The most significant consequence of the excavation is that we have now discovered where the communities who built the first monuments at Stonehenge once lived – something that has eluded archaeologists for the best part of two centuries. But the fact that the site also provides evidence for ritual activity in later periods suggests that the Buckingham team has also discovered a rare ‘multi-phase’ site, which was occupied over several millennia – indeed into the early medieval period.
David Jacques, Senior Research Fellow in Archaeology at the University of Buckingham’s Humanities Research Institute, has been directing the excavations at Vespasian’s Camp, Amesbury, Wiltshire, since 2005.

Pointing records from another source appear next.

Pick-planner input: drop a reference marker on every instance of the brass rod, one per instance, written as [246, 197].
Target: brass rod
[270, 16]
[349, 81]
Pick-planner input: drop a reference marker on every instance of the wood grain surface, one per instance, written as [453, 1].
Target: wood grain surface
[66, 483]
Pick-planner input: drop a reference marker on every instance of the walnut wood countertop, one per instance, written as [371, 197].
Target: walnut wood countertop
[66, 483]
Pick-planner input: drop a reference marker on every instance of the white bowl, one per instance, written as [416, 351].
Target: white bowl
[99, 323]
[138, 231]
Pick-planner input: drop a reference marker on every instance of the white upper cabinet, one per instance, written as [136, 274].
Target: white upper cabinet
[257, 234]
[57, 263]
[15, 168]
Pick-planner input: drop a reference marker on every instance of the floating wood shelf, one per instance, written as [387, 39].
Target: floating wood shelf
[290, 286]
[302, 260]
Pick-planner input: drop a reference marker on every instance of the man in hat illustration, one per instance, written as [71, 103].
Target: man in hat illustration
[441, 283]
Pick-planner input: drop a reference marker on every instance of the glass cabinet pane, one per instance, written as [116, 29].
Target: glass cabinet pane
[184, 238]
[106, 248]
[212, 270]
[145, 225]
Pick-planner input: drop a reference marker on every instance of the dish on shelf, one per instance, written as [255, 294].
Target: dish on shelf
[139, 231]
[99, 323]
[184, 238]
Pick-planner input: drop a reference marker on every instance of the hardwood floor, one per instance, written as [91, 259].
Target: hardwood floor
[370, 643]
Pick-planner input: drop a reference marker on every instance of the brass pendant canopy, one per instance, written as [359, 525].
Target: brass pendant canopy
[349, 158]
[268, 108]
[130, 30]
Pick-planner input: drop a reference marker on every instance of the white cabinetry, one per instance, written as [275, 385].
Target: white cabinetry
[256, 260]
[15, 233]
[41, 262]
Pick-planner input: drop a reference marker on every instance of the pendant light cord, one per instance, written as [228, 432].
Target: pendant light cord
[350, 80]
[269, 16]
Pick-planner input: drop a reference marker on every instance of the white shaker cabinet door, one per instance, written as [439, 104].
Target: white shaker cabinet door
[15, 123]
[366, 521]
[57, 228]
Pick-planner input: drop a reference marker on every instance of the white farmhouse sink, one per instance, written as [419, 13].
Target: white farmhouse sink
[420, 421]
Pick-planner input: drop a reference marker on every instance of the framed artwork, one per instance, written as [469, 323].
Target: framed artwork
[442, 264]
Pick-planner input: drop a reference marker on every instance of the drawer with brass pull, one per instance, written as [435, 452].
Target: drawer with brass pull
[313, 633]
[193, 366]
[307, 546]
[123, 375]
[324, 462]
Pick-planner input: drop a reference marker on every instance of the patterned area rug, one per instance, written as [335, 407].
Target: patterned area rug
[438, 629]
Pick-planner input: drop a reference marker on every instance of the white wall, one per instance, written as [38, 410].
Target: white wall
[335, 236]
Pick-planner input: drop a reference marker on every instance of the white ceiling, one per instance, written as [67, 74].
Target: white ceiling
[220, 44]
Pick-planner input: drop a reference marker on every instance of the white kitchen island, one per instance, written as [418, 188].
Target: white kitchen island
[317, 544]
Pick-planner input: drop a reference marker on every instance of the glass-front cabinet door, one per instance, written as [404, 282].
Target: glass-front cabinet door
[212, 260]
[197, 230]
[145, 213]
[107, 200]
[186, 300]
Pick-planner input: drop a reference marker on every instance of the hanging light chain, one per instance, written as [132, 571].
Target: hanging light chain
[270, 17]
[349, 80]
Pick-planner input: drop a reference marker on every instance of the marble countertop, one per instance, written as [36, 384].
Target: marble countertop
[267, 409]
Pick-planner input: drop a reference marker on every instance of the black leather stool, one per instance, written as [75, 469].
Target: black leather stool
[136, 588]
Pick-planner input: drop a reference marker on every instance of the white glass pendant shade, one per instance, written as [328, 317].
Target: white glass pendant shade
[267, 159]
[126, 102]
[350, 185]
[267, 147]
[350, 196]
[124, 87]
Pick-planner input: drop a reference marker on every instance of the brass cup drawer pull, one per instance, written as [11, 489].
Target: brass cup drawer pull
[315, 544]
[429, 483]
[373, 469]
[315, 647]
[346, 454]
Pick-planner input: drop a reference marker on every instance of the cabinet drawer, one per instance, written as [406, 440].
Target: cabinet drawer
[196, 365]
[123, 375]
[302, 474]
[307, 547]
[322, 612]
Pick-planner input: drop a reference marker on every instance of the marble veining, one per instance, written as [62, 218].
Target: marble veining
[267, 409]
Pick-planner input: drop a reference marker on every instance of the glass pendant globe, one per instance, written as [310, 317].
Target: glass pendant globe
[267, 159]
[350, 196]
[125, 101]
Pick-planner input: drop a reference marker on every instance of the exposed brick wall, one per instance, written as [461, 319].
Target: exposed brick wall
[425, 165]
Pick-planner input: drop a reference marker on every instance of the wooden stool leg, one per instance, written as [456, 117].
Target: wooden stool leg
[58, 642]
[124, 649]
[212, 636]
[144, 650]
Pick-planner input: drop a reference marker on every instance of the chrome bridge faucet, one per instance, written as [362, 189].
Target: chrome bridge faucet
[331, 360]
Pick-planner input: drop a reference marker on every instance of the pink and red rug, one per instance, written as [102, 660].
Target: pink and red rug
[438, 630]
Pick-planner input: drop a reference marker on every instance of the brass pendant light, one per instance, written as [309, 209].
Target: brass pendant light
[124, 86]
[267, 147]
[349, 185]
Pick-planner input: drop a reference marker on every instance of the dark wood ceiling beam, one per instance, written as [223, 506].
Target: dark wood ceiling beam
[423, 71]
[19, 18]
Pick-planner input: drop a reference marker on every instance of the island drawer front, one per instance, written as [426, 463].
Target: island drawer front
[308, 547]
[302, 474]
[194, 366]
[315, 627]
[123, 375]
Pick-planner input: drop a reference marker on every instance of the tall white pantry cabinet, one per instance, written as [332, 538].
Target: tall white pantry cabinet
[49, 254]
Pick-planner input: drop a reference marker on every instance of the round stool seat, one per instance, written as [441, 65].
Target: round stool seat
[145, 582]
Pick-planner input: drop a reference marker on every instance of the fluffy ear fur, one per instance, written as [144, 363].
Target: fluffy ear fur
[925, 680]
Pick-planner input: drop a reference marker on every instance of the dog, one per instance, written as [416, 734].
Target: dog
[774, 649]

The archaeological potential of Vespasian’s Camp first came to light as a result of David Jacques’ detailed research of the site’s estate and nearby farm records. Indeed, before his team started their excavations, there was no evidence of Vespasian’s Camp having played any significant part in the Salisbury Plain ritual landscape or its history, and the site had been generally ignored by archaeologists, who assumed that any archaeological evidence on the site had been destroyed in the course of the landscaping of the area as a park for a neighbouring country house during the course of the 18th century.
Radiocarbon dating of objects from the Buckingham-sponsored excavations now shows that this site was occupied between 7550-4700 BC, which means that the Blick Mead site was in continuous use for almost 3,000 years.
This is generating great interest from archaeologists who have long pondered the possibility of a ‘missing link’ between the Mesolithic and Neolithic periods of activity at Stonehenge. The radiocarbon dates make this the oldest ever ‘homebase’ found in the Stonehenge area and could be one of the reasons why Stonehenge is sited where it is.
The findings produced by the Buckingham-funded excavations have led English Heritage to describe Vespasian’s Camp as potentially ‘one of the pivotal places in the history of the Stonehenge landscape’.
The 7500 BC dating of Blick Mead correlates strongly with the enigmatic posts found underneath Stonehenge car park in the late 1960s, which appear to be marking this area up as somewhere of special cultural significance
A copper alloy Bronze Age dagger, found nearby, at the Bluestonehenge monument in 2009, a 5th-century Anglo-Saxon disc brooch from a nearby spring, and medieval wooden staves from the main spring also connect Blick Mead to the early Anglo-Saxon and Amesbury Abbey periods. They add to the picture of the Blick Mead area being a place associated with veneration over the longue durée.
As a result of the support from the University of Buckingham’s Humanities Research Institute, further work is planned over the next two years.